We develop a clustering-based imputation for dropout buyers in large-scale online experimentation. That is, we propose a clustering-based imputation method using k-nearest neighbors (kNN) for the analysis of online controlled experimentation in the presence of incomplete metrics. The key idea of the proposed method is to identify and impute incomplete metrics with users’ neighbors by incorporating the structure information of data from online experimentation. Specifically, the proposed method consists of two steps. The first step is to partition the data set into clusters after the stratification of experiment-specific features, including the treatment assignment and the buyers’ characteristics. In the second step, we perform the kNN-based imputation. Moreover, we divide users with missing outcomes into two categories: visitors and dropout buyers, such that the information of dropout buyers can be better utilized. Note that our framework assumes that the treatment assignment and user covariates are fully observed, whereas only the outcome at the bottom of the funnel has missing values.

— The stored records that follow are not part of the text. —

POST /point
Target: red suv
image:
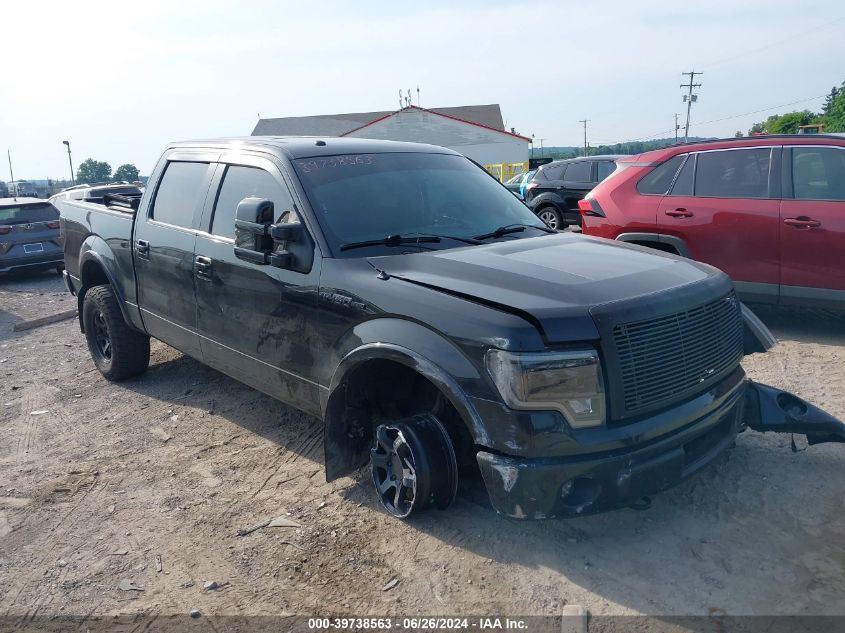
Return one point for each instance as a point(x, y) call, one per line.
point(769, 211)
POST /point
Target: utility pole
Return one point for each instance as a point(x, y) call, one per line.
point(689, 98)
point(12, 174)
point(70, 160)
point(584, 121)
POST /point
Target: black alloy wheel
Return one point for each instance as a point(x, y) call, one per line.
point(413, 465)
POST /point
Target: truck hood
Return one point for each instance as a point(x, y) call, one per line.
point(553, 281)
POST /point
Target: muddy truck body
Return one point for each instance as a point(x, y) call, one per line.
point(431, 320)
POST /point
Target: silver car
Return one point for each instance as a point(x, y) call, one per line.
point(29, 235)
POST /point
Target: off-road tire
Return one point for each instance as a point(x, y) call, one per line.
point(118, 351)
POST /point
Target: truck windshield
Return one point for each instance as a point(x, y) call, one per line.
point(363, 197)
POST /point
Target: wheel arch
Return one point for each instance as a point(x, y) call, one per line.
point(665, 243)
point(94, 270)
point(346, 440)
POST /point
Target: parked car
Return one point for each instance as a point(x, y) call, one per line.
point(517, 183)
point(769, 211)
point(29, 235)
point(430, 319)
point(554, 191)
point(96, 192)
point(22, 189)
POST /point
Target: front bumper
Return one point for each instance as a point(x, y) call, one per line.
point(578, 485)
point(31, 262)
point(548, 487)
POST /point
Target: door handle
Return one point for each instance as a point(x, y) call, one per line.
point(202, 266)
point(802, 222)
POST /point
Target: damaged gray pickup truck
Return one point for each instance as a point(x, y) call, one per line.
point(437, 326)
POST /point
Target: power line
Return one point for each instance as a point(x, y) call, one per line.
point(783, 105)
point(726, 118)
point(789, 40)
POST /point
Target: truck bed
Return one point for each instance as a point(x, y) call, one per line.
point(85, 224)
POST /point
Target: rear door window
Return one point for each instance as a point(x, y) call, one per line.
point(605, 168)
point(658, 180)
point(179, 193)
point(244, 182)
point(579, 172)
point(552, 172)
point(735, 173)
point(26, 213)
point(684, 182)
point(818, 173)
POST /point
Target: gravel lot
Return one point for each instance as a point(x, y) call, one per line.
point(100, 481)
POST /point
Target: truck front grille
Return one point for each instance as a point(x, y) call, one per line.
point(665, 358)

The proposed method has three key advantages. First, the proposed method uses the informative covariates during users’ journeys in the shopping funnel to impute incomplete metrics. Specifically, our method evaluates the heterogeneous impact from different user segments on missing rates in metrics. Second, the imputed values from our method are intuitive to understand. Lastly, our method employs stratification and clustering to alleviate the computation issues for large-scale data in online experimentation.

Discussion

This post introduces the concept of dropout buyers and classifies users with incomplete metric values into two categories: visitors and dropout buyers. For the analysis of incomplete metrics, we propose a cluster-based k-nearest neighbors-based imputation method. The proposed imputation method considers both the experiment-specific features and users’ activities along their shopping paths. The proposed method incorporates uncertainty among missing values in the outcome metrics using the k-nearest neighbors method. To facilitate efficient imputation in large-scale data sets in online experimentation, the proposed method employs a combination of stratification and clustering. The stratification approach divides the entire large-scale data set into small subsets to improve computation efficiency in the clustering step. The clustering approach identifies inherent structure patterns to improve the performance of the k-nearest neighbors method within each cluster.